The Berkeley City Council is set to discuss whether to allow a fourth dispensary to open in the city at its meeting tonight. Photo: Flores y Plantas
The Berkeley City Council is set to discuss whether to allow a fourth dispensary to open in the city at its meeting tonight. Photo: Flores y Plantas

Five days after the House of Representatives passed groundbreaking legislation calling on the federal government to stop targeting legitimate medical cannabis dispensaries, the Berkeley City Council is set to discuss whether to allow a fourth dispensary to open.

But the council, which delayed a decision two times already, may delay it a third time when it meets tonight if Mayor Tom Bates has his way. The political climate is still too uncertain to guarantee that a new dispensary can open successfully, according to Bates.

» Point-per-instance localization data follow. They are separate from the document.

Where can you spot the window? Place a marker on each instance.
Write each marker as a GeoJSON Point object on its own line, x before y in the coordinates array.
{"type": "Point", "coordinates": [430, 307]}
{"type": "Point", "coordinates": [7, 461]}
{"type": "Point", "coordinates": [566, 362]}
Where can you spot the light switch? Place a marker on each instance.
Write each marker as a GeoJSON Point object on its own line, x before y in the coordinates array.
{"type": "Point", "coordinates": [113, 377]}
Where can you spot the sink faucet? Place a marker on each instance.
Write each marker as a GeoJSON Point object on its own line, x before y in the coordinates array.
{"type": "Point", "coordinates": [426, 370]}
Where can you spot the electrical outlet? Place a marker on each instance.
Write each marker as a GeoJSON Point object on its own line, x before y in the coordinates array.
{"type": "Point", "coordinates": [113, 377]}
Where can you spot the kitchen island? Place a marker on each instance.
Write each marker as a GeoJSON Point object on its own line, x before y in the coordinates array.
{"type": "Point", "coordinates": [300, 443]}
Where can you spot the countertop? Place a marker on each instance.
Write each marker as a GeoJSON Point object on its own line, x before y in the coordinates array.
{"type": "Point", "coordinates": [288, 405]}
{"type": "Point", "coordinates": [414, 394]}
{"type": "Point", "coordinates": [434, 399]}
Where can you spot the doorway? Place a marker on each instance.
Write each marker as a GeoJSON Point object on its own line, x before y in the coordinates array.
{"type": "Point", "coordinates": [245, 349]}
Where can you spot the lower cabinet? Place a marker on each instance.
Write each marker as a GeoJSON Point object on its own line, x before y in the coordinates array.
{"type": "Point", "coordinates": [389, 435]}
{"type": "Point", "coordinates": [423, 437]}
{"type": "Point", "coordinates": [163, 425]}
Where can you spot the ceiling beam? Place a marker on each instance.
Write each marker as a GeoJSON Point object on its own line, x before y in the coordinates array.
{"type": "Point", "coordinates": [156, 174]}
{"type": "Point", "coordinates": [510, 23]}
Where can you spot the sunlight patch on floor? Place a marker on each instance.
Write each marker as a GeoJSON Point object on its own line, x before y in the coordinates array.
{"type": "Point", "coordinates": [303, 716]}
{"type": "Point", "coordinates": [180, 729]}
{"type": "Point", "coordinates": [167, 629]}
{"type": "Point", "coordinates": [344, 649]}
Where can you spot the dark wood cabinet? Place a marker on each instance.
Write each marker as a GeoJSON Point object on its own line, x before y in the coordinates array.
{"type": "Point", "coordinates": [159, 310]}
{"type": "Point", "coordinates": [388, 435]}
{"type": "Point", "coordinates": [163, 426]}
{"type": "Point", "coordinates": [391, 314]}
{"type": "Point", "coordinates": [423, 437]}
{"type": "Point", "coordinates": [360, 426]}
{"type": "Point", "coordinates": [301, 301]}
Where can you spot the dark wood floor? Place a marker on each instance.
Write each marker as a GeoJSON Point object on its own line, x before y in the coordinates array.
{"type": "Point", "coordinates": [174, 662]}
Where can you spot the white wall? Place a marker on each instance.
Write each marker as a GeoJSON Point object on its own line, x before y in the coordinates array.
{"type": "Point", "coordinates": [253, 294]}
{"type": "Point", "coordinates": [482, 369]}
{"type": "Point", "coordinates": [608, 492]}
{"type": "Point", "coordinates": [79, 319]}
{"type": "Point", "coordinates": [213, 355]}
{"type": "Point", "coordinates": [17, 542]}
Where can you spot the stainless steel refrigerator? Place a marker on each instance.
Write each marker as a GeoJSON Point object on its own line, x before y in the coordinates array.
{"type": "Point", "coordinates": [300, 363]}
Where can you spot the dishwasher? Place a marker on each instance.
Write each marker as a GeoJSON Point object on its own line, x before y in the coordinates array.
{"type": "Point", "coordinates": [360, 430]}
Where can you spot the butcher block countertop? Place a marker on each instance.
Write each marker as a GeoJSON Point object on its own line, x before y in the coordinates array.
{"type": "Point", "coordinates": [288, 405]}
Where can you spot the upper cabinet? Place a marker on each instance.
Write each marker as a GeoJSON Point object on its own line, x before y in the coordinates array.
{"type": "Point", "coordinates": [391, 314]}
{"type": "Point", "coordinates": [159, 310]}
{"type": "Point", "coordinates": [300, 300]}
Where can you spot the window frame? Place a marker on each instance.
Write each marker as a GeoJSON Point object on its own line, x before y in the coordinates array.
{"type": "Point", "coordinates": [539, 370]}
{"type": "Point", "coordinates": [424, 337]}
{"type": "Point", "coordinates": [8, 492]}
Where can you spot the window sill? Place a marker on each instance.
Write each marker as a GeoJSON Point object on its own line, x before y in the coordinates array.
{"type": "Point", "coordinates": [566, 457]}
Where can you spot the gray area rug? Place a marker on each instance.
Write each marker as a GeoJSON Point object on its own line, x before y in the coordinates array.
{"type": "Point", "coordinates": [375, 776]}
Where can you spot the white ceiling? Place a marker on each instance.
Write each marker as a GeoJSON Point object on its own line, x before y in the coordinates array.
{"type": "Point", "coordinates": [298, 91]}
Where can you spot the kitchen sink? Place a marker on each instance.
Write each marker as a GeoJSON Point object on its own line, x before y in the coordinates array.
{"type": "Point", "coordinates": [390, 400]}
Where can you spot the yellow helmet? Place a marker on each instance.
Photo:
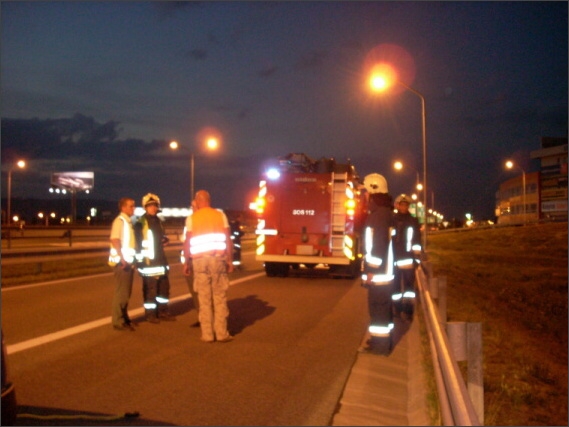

“He is not in favor of it going forward at this time because of the continuing uncertainty at the federal level,” said Charles Burress, Bates’ spokesman. “It’s better to wait for further clarification. He hopes that eventually we can add a fourth one, but right now is not the time to do it.”

The news that the council might delay a fourth dispensary is disappointing, particularly since it may lead to more illegal operations opening up in Berkeley, said Charley Pappas, a member of the Medical Cannabis Commission. Berkeley’s three current dispensaries are at or over capacity, and in recent years at least three collectives have been operating illegally to meet the demand, he said. If a fourth dispensary doesn’t open soon, the trend might continue, said Pappas. In fact, the MCC has recommended that the city allow six dispensaries to operate.

“The Commission thinks it’s more than time, it’s overdue, and there should be more than one,” said Pappas. “A possible consequence of inaction by the city council would  be collectives become dispensaries again.”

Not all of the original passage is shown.